Nadiem menjelaskan, Presiden juga menyebutkan pentingnya investasi di pendidikan yang besar. Namun, kondisi regulasi yang ada kurang memadai untuk diminatinya investasi dan banyak halangan.
"Kenapa belum banyak sekolah luar negeri untuk masuk ke Indonesia? Ini harus dikaji lagi. Sekolah dari luar negeri itu bisa menjadi roll model, oh ini ada pembelajaran yang berbeda, oh ada konsep yang berbeda. Ini pentingnya," kata Nadiem.
"Jadi aspek kreativitas dan enterpreneurship ini nyambung. Kreativitas dan seni itu adalah jiwa enterprenership. Apapun yang ingin kita ciptakan itu harus dilatih dari kecil," lanjut Nadiem.
Kelima, dalam aspek pemberdayaan teknologi. Dia mengatakan saat ini banyak persepsi yang salah mengenai teknologi dan pendidikan. Apalagi ada yang menyebut pemilihan Nadiem sebagai Mendikbud akan mengganti semua sistem dengan aplikasi. "Saya cukup lucu dengan itu," katanya.
Nadiem menjelaskan, pendidikan adalah apa yang terjadi dalam dua ruang, yaitu di kelas murid dan guru, serta di rumah orang tua dan anak.
"Itu kuncinya. Teknologi tidak akan mungkin bisa menggantikan koneksi itu. Karena pemberlajaran terbaik itu adanya koneksi batin kuat dan bisa timbul rasa percaya," ujar Nadiem.

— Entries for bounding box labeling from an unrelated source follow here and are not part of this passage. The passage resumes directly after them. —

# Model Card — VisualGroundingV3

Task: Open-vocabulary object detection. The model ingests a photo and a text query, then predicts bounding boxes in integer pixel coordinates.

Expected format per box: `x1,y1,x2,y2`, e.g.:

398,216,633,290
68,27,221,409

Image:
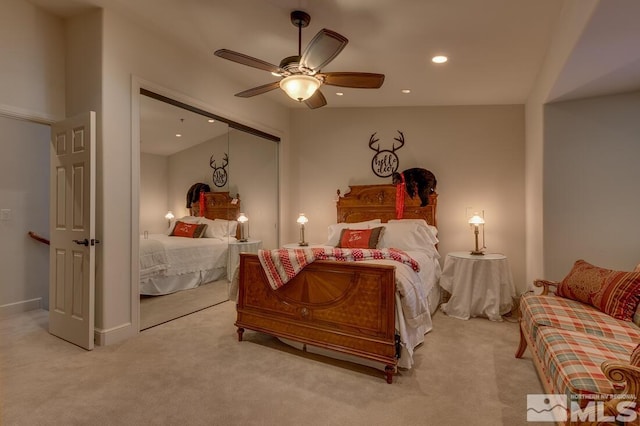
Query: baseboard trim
0,297,42,318
94,322,138,346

Dia menjelaskan, teknologi akan membantu apa yang terjadi di ruang didik untuk meningkatkan kualitas pendidikan, bukan untuk menggantikan pendidikan. "Jadi teknologi itu untuk satu efesiensi, budget dan waktu, apapun yang sifatnya administratif dengan teknologi bisa memotong waktu dan anggaran," kata Nadiem.
Selain itu, keuntungan dari teknologi adalah transparansi. Hal ini dikarenakan kebijakan dan aturan itu harus berbasis data. Teknologi juga bisa memberikan fleksibilitas tanpa ada personalisasi dan segmentasi.
"Dengan teknologi semua bisa mendapatkan manfaat yang sama tapi mungkin konten yang berbeda. Teknologi juga membuka jalan customisasi. Teknologi punya peran sangat baik untuk memastikan 20 persen APBN yang bukan cuma send tapi delivered," ujar Nadiem.